NOTES TO CONSOLIDATED FINANCIAL STATEMENTS - continued

FOR THE YEARS ENDED DECEMBER 31, 2016, 2017 AND 2018

(in thousands, except share data)

 

20.

STATUTORY RESERVES AND RESTRICTED NET ASSETS

In accordance with the Regulations on Enterprises with Foreign Investment of China and their articles of association, the Group’s subsidiaries and VIEs located in the PRC, being foreign invested enterprises established in the PRC, are required to provide for certain statutory reserves. These statutory reserve funds include one or more of the following: (i) a general reserve, (ii) an enterprise expansion fund or discretionary reserve fund, and (iii) a staff bonus and welfare fund. Subject to certain cumulative limits, the general reserve fund requires a minimum annual appropriation of 10% of after-tax profit (as determined under accounting principles generally accepted in China at each year-end); the other fund appropriations are at the subsidiaries’ or the affiliated PRC entities’ discretion. These statutory reserve funds can only be used for specific purposes of enterprise expansion, staff bonus and welfare, and are not distributable as cash dividends except in the event of liquidation of our subsidiaries, our affiliated PRC entities and their respective subsidiaries. The Group’s subsidiaries, VIEs and VIEs’ subsidiaries are required to allocate at least 10% of their after tax profits to the general reserve until such reserve has reached 50% of their respective registered capital.

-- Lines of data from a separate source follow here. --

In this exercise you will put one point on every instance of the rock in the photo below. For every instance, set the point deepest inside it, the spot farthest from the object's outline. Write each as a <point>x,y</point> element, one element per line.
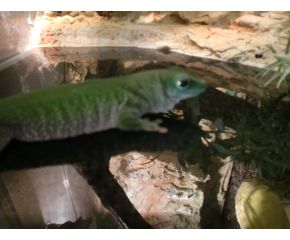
<point>164,193</point>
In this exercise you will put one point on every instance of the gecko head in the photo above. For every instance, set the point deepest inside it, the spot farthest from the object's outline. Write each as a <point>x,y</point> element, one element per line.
<point>181,85</point>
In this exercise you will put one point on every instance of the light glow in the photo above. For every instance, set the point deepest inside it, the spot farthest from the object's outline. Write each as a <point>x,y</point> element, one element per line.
<point>37,26</point>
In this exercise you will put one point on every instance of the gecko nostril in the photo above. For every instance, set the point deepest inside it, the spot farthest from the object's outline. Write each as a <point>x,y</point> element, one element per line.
<point>183,83</point>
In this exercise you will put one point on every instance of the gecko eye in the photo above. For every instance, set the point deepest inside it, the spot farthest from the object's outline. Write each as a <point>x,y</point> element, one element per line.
<point>183,83</point>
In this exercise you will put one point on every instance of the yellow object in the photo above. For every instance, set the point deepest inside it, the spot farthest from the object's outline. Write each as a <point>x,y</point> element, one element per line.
<point>259,207</point>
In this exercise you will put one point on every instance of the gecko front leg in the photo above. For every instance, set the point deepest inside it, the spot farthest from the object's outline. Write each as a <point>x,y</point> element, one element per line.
<point>131,121</point>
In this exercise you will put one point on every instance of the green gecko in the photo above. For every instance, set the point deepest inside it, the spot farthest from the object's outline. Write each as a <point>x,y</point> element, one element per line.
<point>74,109</point>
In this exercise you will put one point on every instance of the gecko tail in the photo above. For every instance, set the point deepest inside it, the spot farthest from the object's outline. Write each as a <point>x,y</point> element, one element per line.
<point>4,140</point>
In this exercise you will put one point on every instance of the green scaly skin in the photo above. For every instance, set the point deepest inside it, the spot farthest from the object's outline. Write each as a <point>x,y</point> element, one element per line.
<point>95,105</point>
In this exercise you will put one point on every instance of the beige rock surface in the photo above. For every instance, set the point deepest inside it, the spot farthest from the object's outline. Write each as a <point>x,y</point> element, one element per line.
<point>164,193</point>
<point>222,49</point>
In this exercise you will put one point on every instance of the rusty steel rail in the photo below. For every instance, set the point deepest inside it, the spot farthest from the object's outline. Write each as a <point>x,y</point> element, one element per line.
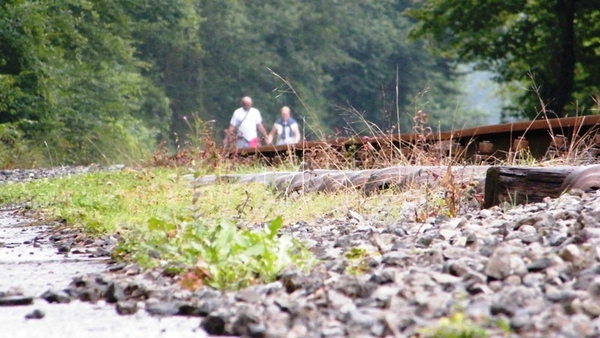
<point>542,138</point>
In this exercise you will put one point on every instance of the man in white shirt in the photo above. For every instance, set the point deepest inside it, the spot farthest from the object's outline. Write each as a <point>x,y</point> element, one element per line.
<point>244,124</point>
<point>286,129</point>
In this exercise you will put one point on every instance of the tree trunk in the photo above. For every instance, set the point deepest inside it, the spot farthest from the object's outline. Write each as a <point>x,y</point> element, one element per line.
<point>559,91</point>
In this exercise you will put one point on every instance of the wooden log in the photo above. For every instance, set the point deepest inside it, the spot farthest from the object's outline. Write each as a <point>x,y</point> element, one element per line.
<point>522,185</point>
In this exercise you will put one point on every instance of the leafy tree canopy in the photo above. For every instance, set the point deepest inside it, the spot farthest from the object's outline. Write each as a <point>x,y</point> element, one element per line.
<point>553,45</point>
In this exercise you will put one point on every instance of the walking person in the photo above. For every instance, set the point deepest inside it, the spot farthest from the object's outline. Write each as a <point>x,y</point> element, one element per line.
<point>286,129</point>
<point>244,124</point>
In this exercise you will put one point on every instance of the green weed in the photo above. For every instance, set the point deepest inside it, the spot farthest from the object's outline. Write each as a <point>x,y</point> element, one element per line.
<point>455,326</point>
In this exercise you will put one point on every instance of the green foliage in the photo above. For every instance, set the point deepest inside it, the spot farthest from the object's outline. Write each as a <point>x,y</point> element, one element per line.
<point>151,210</point>
<point>455,326</point>
<point>86,81</point>
<point>552,44</point>
<point>232,257</point>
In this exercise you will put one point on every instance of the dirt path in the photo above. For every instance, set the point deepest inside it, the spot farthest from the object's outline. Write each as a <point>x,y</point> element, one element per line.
<point>33,266</point>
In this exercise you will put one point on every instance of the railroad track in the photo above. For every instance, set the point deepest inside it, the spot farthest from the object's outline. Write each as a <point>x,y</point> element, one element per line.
<point>547,138</point>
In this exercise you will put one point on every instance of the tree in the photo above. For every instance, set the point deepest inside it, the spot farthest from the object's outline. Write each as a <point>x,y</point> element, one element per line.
<point>553,44</point>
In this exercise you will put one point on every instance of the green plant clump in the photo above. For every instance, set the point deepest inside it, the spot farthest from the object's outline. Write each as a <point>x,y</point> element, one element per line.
<point>455,326</point>
<point>152,211</point>
<point>221,255</point>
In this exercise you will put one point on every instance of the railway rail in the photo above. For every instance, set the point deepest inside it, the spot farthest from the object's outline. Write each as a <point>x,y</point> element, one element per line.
<point>547,138</point>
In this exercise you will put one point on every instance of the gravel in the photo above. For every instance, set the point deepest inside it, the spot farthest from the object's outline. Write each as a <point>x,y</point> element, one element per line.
<point>534,267</point>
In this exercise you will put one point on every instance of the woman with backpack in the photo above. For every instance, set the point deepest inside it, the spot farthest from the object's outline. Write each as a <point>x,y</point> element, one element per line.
<point>286,129</point>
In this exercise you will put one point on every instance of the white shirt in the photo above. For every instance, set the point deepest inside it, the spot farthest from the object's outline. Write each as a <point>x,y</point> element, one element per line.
<point>246,122</point>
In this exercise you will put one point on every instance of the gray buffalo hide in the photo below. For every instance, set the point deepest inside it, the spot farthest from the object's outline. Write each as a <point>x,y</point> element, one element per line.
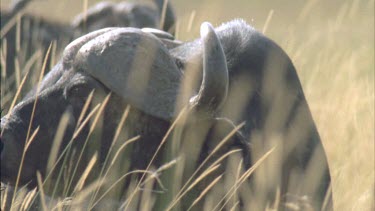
<point>263,92</point>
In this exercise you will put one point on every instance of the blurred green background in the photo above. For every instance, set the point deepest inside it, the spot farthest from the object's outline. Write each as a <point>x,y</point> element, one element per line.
<point>332,46</point>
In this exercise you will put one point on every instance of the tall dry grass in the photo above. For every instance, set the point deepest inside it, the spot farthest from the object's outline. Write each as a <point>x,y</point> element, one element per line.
<point>332,46</point>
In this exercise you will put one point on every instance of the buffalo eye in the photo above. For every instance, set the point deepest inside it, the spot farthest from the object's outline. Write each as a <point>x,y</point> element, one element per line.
<point>77,93</point>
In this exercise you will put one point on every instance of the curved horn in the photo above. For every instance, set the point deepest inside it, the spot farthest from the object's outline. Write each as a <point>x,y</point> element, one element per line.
<point>214,87</point>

Appropriations to the enterprise expansion reserve and the staff welfare and bonus reserve are to be made at the discretion of the board of directors of each of the Group’s subsidiaries.

The appropriations to these reserves by the Group’s PRC subsidiaries, VIEs and VIEs’ subsidiaries were RMB119,308, RMB185,270 and RMB5,194 for the years ended December 31, 2016, 2017 and 2018.

Relevant PRC laws and regulations restrict the WFOEs, VIEs and VIEs’ subsidiaries from transferring a portion of their net assets, equivalent to the balance of their statutory reserves and their paid in capital, to the Company in the form of loans, advances or cash dividends. The WFOEs’ accumulated profits may be distributed as dividends to the Company without the consent of a third party. The VIEs and VIEs’ subsidiaries’ revenues and accumulated profits may be transferred to the Company through contractual arrangements without the consent of a third party. Under applicable PRC law, loans from PRC companies to their offshore affiliated entities require governmental approval, and advances by PRC companies to their offshore affiliated entities must be supported by bona fide business transactions. The capital and statutory reserves restricted which represented the amount of net assets of the Group’s PRC subsidiaries, VIEs and VIEs’ subsidiaries in the Group not available for distribution were RMB677,213, RMB862,484 and RMB1,477,339 as of December 31, 2016, 2017 and 2018, respectively.

 

21.

SUBSEQUENT EVENTS

Special cash dividend

On March 12, 2019, the Company declared a special cash dividend in the amount of US$0.62 per ADS, or US$0.31 per ordinary share. The cash dividend will be paid on April 30, 2019 to shareholders of record at the close of business on April 5, 2019. The ex-dividend date will be April 4, 2019. The aggregate amount of cash dividends to be paid is approximately US$128 million, which will be funded by surplus cash on the Company’s balance sheet.

Newly granted share options and RSUs

In April 2019, the Company granted 3,219,296 share options to its employees and executives with an exercise price of $0.0002 per share and 130,000 RSUs to its directors, with the vesting period of four years. The Group is in the process of finalizing the fair value assessment.